|Photo Credits: Pinch of Yum|
When I first laid eyes on that delightful photo I knew I needed to try Parmesan Baked Eggs. It had everything I like in an egg.... parmesan, herbs, and of course a perfectly silky center that makes way for dipping a crunchy piece of bread. While the recipe above yields amazing baked eggs, I have adapted them to help create a dinner with basically no prepping, no chopping, and no standing over a stove. And that is why I make these often, maybe a little too often.
But who can turn down single serving eggs, in a pretty little ramekin, where the hardest part is making sure you don't get cracked shells in the bowl? Not I.
Next time you find yourself in a bind, or it's dinner time and you have little ones hanging off of every limb making it impossible to pick up a spatula. Grab some eggs, some ramekins, your favorite seasoning, snap your fingers and dinner will emerge in Mary Poppin style.
1 Tbls. cream or milk (lowfat is fine)
Favorite seasoning or spices ( I used Kirkland's Organic No Salt 21 spice seasoning)

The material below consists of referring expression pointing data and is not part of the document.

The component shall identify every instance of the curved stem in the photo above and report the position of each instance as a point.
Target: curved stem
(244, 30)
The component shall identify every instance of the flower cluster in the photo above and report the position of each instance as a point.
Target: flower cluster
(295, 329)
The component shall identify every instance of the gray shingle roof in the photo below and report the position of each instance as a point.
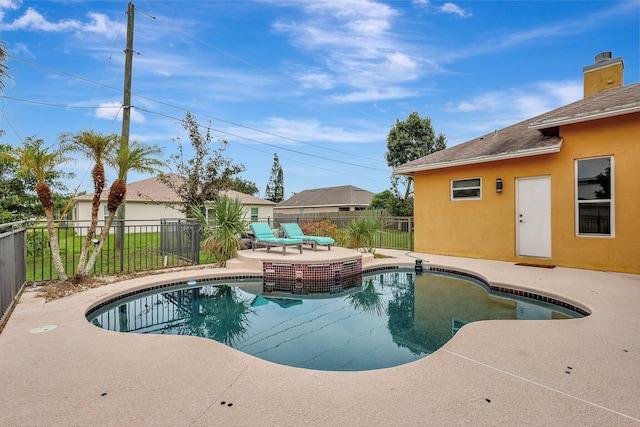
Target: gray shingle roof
(346, 195)
(538, 135)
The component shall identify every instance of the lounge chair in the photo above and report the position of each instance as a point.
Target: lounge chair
(264, 236)
(293, 231)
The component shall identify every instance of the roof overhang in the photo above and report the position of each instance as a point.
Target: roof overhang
(482, 159)
(592, 115)
(329, 205)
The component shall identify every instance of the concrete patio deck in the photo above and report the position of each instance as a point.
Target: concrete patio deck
(567, 372)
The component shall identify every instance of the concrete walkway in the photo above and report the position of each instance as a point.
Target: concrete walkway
(579, 372)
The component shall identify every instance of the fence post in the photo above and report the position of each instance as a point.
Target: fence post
(410, 221)
(121, 233)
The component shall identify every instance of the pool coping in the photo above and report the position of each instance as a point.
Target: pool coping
(490, 372)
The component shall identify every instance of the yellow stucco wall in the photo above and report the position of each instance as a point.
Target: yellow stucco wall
(486, 228)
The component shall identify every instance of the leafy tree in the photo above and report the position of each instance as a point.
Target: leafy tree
(95, 147)
(244, 186)
(275, 187)
(222, 238)
(37, 162)
(134, 156)
(205, 173)
(409, 140)
(392, 203)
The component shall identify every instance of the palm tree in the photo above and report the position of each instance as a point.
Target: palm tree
(363, 230)
(3, 64)
(94, 146)
(134, 156)
(223, 238)
(36, 161)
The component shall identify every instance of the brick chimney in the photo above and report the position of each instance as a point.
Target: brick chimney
(606, 73)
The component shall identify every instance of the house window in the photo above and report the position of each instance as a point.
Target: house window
(466, 189)
(594, 194)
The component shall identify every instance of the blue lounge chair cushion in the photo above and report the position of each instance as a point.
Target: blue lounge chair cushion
(263, 233)
(294, 231)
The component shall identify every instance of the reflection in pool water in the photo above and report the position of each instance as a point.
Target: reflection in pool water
(393, 318)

Preheat oven to 375 degrees.
Spray 3 ramekins with cooking spray. Pour 1 tsp of cream in bottom of each ramekin. Crack 2 eggs in each ramekin, and top with sprinkling of your chosen seasoning.
Bake for 7-10 minutes (timing depends on your oven and how soft you like your yolks to be).
Turn heat to broil setting and bake for another 1-3 minutes (again, depending on preference).
Remove from oven, sprinkle with salt, pepper, and cheese.
Let stand 1-3 minutes and then devour.
When I make these for Cole I bake longer until the edges are slightly browned and the yolk is completely set....I still get a bit leery feeding him runny eggs. Thankfully, he doesn't seem to mind.